Please note audio does not start until 00:00:47 due to technical issues with the recording

Watch the recording of the Farnborough Branch's lecture, which was given on 16 January 2024 by Rod Sears.

Rod Sears shares his wealth of experience as an international test pilot having flown with the UK ETPS (Hunter, Lightning, Jaguar, BAC 1-ll, Andover and many more), French Test Pilot School, EPNER (Airbus, G222, Fouga Magister, Alpha Jet, Mirage 3, Mirage 2000, Nord 262) and exchange with the USAF Test squadron (F15E upgrade). His ejection from a Hunter Aircraft on the runway at Farnborough is one of the successes that he will divulge plus some failures that operational research challenges inevitably result in.

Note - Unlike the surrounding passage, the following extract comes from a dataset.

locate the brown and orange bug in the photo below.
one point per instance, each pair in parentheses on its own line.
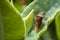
(38,21)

Rod Sears joined the RAF at RAFC Cranwell in 1966 and served on 19 Squadron flying Lightnings then onto 54, 111 and 23 Squadrons at RAF Coningsby and Leuchars flying Phantoms. He graduated from the EPNER where he flew all the European fighter jets before moving to RAE at Farnborough where he was involved in R&D on Stingray torpedo release, introduction of NVG procedures and FBW design on the Jaguar aircraft. He had an USAF exchange position as a Programme Manager for the F15E PW100 -220 engine upgrade. Also, he was instrumental in the initial flight tests of the Air Launched Cruise Missile. He then returned to the UK to take up a position as a Tutor at ETPS.

When he left the RAF, he moved across to the civilian domain as Captain on Boeing 757 and 767 with British Airways and was the Simulator Technical Manager. He went on to do research work at Cranfield University where he researched HF in Business Jets and gained a MPhil.

He is currently a research fellow at Coventry University where he is researching blind Taxi guidance on a HUD and related Human Factors.